From b11daa3db5c93e2ab4fce827267472d50012190f Mon Sep 17 00:00:00 2001
From: Jonas Waeber <jonas.waeber@unibas.ch>
Date: Thu, 4 Jan 2024 12:16:04 +0100
Subject: [PATCH] add script to generate list of valid wikidata links for
 testing. Fix issue with wikidata parsing and indexing improve performance
 test script

---
 cmd/performance/main.go   | 92 ++++++++++++++++++++++++++++++++++++++-
 pkg/rest/wikidata.go      | 53 ++++++++++++++++++----
 pkg/rest/wikidata_item.go | 89 +++++++++++++++++++++++++++++++++++++
 pkg/service/cache.go      |  3 ++
 pkg/shared/resource.go    | 46 +++++++++++++++++---
 tests/generate_list.go    | 59 +++++++++++++++++++++++++
 6 files changed, 328 insertions(+), 14 deletions(-)
 create mode 100644 tests/generate_list.go

diff --git a/cmd/performance/main.go b/cmd/performance/main.go
index 9757f85..976f03a 100644
--- a/cmd/performance/main.go
+++ b/cmd/performance/main.go
@@ -8,6 +8,7 @@ import (
 	"github.com/go-resty/resty/v2"
 	"log"
 	"os"
+	"sort"
 	"time"
 )
 
@@ -15,7 +16,8 @@ func main() {
 	urlFlag := flag.String("url", "", "URL to test")
 	fileFlag := flag.String("file", "", "File containing URLs to test (one per line)")
 	repeatFlag := flag.Int("repeat", 1, "Number of times to repeat each request")
-	outputFlag := flag.String("output", "results.csv", "Output CSV file for measurements")
+	outputFlag := flag.String("output", "tests/results.csv", "Output CSV file for measurements")

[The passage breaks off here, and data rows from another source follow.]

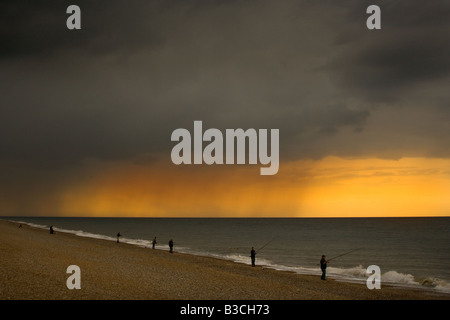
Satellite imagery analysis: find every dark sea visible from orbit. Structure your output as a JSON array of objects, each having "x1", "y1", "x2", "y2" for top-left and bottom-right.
[{"x1": 2, "y1": 217, "x2": 450, "y2": 292}]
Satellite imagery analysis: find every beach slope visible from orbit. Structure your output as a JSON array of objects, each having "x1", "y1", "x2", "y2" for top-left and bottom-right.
[{"x1": 0, "y1": 220, "x2": 450, "y2": 300}]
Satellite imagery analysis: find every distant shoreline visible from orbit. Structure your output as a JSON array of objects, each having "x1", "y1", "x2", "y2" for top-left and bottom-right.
[{"x1": 0, "y1": 221, "x2": 450, "y2": 300}]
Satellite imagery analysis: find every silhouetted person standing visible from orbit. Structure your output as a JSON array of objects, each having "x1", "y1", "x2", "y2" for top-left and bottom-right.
[
  {"x1": 320, "y1": 255, "x2": 328, "y2": 280},
  {"x1": 250, "y1": 247, "x2": 256, "y2": 267},
  {"x1": 169, "y1": 239, "x2": 173, "y2": 253}
]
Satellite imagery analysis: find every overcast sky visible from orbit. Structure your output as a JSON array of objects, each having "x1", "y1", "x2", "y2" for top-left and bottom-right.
[{"x1": 0, "y1": 0, "x2": 450, "y2": 215}]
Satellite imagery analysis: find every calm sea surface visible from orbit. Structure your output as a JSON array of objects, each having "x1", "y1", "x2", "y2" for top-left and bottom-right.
[{"x1": 2, "y1": 217, "x2": 450, "y2": 292}]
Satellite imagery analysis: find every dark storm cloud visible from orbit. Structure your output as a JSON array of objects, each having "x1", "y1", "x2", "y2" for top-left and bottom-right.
[{"x1": 0, "y1": 1, "x2": 450, "y2": 172}]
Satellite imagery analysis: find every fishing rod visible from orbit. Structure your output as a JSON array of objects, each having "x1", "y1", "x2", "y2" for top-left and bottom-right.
[{"x1": 327, "y1": 248, "x2": 362, "y2": 262}]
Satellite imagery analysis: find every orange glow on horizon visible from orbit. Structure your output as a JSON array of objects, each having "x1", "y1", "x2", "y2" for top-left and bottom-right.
[{"x1": 0, "y1": 157, "x2": 450, "y2": 217}]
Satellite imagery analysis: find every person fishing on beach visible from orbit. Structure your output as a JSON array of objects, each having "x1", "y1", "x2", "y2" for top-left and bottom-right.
[
  {"x1": 320, "y1": 248, "x2": 362, "y2": 280},
  {"x1": 250, "y1": 247, "x2": 256, "y2": 267},
  {"x1": 320, "y1": 255, "x2": 328, "y2": 280}
]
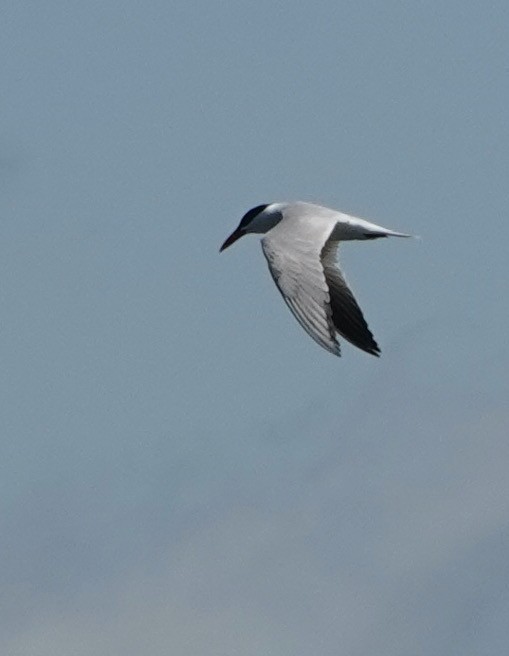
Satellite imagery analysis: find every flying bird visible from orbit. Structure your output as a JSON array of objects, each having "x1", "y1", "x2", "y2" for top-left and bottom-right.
[{"x1": 220, "y1": 201, "x2": 411, "y2": 356}]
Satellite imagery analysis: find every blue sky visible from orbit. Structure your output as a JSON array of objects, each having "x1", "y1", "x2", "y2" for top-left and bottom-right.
[{"x1": 0, "y1": 0, "x2": 509, "y2": 656}]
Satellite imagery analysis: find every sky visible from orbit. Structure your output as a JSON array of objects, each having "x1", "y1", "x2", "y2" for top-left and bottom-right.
[{"x1": 0, "y1": 0, "x2": 509, "y2": 656}]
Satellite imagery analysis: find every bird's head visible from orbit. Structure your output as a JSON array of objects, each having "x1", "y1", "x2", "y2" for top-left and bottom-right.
[{"x1": 219, "y1": 203, "x2": 282, "y2": 252}]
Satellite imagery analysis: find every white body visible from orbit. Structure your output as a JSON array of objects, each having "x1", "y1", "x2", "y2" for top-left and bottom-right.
[{"x1": 221, "y1": 202, "x2": 410, "y2": 355}]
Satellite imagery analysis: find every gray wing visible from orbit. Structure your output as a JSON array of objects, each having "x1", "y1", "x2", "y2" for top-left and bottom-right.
[
  {"x1": 262, "y1": 228, "x2": 341, "y2": 355},
  {"x1": 320, "y1": 239, "x2": 380, "y2": 356},
  {"x1": 262, "y1": 224, "x2": 380, "y2": 355}
]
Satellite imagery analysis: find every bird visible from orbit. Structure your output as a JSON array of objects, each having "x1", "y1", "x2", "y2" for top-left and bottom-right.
[{"x1": 219, "y1": 201, "x2": 412, "y2": 357}]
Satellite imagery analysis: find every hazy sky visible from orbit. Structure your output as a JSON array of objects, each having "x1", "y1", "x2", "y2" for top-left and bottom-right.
[{"x1": 0, "y1": 0, "x2": 509, "y2": 656}]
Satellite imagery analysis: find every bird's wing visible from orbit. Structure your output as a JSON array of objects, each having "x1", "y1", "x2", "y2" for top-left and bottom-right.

+	statisticsFlag := flag.String("statistics", "tests/statistics.csv", "Output CSV file for statistics")
 	flag.Parse()
 
 	if (*urlFlag == "" && *fileFlag == "") || (*urlFlag != "" && *fileFlag != "") {
@@ -51,6 +53,10 @@ func main() {
 		log.Fatalf("Error while writing CSV header: %v", writeError)
 		return
 	}
+
+	// Variables to store statistics
+	var durations []float64
+
 	client := resty.New()
 
 	for _, url := range urls {
@@ -64,6 +70,7 @@ func main() {
 			}
 
 			duration := time.Since(startTime).Seconds()
+			durations = append(durations, duration)
 
 			writeError2 := writer.Write([]string{url, fmt.Sprint(i), fmt.Sprintf("%.6f", duration)})
 			if writeError2 != nil {
@@ -75,6 +82,89 @@ func main() {
 			fmt.Printf("Request #%d to %s took %.6f seconds. Status: %s\n", i, url, duration, resp.Status())
 		}
 	}
+
+	// Calculate and store statistics
+	storeStatistics(*statisticsFlag, durations)
+}
+
+func storeStatistics(statisticsFile string, durations []float64) {
+	sort.Float64s(durations)
+
+	minimum := durations[0]
+	maximum := durations[len(durations)-1]
+
+	var total float64
+	for _, duration := range durations {
+		total += duration
+	}
+
+	average := total / float64(len(durations))
+
+	var median float64
+	if len(durations)%2 == 0 {
+		median = (durations[len(durations)/2-1] + durations[len(durations)/2]) / 2
+	} else {
+		median = durations[len(durations)/2]
+	}
+
+	// Write statistics to the file
+	writeStatistics(statisticsFile, minimum, maximum, average, median, total)
+}
+
+func writeStatistics(statisticFile string, minimum, maximum, average, median, total float64) {
+	// Check if the file exists
+	fileInfo, err := os.Stat(statisticFile)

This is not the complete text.